Question

In: Nursing

A nurse is caring for a client who has a traumatic brain injury. The client, who...

A nurse is caring for a client who has a traumatic brain injury. The client, who has been quiet and cooperative, becomes agitated and restless. Which of the following assessments should the nurse perform first?

a. Blood glucose
b. Urinary output
c. Motor responses
d.    Blood pressure

Solutions

Expert Solution

Option C Motor Responses

Assessment of motor response is designed to determine the patient's ability to obey a command and to localise, and to withdraw or assume abnormal body positions, in responseto a painful stimulus .

Therefore a nurse should perform motor response first so that patient can be easily cured

Procedure for motor response

  • Ascertain the patient’s acuity of hearing.
  • Ideally, use an interpreter if the patient does not speak English.
  • Check the patient’s notes for any medical condition that may affect the accuracy of the GCS, for example previous stroke, affecting the movement of the patient’s arms
  • Check the neurological observation chart for the GCS scale
  • Check if the patient opens their eyes without the need to speak or to touch them; if the patient does, then the score is 4E.
  • If the patient does not open their eyes, talk to them . Start off with a normal volume and speak louder if necessary.
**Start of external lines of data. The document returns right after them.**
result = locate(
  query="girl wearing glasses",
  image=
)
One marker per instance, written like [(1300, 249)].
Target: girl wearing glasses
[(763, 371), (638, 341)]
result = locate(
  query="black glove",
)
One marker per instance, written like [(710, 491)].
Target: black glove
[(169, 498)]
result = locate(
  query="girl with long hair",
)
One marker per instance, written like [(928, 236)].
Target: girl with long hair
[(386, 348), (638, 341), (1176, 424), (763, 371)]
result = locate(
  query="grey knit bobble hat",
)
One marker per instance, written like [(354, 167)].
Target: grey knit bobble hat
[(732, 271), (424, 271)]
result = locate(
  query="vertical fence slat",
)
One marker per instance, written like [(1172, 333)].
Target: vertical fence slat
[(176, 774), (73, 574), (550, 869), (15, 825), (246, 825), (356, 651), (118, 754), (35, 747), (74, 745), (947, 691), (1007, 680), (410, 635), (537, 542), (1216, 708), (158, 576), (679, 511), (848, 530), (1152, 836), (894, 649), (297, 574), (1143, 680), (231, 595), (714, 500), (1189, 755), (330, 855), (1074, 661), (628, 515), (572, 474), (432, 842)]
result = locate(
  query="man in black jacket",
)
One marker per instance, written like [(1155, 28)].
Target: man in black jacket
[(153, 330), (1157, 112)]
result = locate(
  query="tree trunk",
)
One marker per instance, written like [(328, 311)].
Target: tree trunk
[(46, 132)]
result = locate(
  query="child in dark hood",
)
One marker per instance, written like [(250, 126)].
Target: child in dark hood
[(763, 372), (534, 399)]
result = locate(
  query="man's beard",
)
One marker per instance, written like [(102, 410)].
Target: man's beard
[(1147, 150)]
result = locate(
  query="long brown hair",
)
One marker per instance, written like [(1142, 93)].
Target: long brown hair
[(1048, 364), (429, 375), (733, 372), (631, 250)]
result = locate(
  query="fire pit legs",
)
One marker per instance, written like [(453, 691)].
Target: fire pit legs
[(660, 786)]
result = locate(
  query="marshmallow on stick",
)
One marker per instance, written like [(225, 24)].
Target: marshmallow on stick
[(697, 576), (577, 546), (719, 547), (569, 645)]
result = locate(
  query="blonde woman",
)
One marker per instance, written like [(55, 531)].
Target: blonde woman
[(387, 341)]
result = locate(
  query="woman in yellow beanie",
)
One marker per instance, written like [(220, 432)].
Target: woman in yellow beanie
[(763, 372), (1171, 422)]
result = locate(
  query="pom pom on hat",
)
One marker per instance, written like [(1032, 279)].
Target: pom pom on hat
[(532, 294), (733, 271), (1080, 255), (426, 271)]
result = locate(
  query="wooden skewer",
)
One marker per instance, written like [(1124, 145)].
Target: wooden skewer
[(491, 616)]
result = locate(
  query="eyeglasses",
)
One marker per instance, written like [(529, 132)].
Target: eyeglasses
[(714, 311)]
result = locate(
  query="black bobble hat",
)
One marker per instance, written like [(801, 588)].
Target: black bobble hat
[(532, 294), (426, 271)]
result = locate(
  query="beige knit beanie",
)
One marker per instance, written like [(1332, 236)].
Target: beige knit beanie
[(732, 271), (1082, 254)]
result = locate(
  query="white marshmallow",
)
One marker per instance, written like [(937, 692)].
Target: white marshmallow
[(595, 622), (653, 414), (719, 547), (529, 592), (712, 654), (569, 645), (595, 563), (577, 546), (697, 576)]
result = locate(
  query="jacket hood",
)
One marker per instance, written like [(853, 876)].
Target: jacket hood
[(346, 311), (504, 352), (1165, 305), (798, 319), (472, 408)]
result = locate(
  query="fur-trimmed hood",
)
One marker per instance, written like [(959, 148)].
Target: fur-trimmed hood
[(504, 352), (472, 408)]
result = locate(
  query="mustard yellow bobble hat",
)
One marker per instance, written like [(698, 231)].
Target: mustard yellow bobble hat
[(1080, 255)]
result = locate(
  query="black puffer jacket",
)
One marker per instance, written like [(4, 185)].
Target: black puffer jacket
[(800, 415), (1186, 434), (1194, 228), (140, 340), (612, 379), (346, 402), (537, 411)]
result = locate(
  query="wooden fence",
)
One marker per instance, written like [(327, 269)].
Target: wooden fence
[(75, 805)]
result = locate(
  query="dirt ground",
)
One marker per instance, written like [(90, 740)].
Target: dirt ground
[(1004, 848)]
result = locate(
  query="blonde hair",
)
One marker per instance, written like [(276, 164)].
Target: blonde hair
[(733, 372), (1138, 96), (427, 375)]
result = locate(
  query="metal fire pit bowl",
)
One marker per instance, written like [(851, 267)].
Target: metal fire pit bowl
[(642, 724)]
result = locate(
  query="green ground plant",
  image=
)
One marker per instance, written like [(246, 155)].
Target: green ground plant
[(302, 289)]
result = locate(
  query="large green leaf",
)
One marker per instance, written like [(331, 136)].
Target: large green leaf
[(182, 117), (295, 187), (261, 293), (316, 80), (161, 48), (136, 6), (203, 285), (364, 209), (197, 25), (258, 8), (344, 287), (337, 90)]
If they now open their eyes, the score is 3E.
  • If the patient does not open their eyes to speech, administer a painful stimuli, for example trapezium squeeze (using the thumb and two fingers grasp the trapezius muscle where the neck meets the shoulder and twist ) Or apply suborbital pressure (locate the notch on the suborbital margin and apply pressure to it) . An alternative is the sternal Rub
  • If the patient opens their eyes to a painful stimulus record the score as 2E If the patient does not respond, then the score is 1E.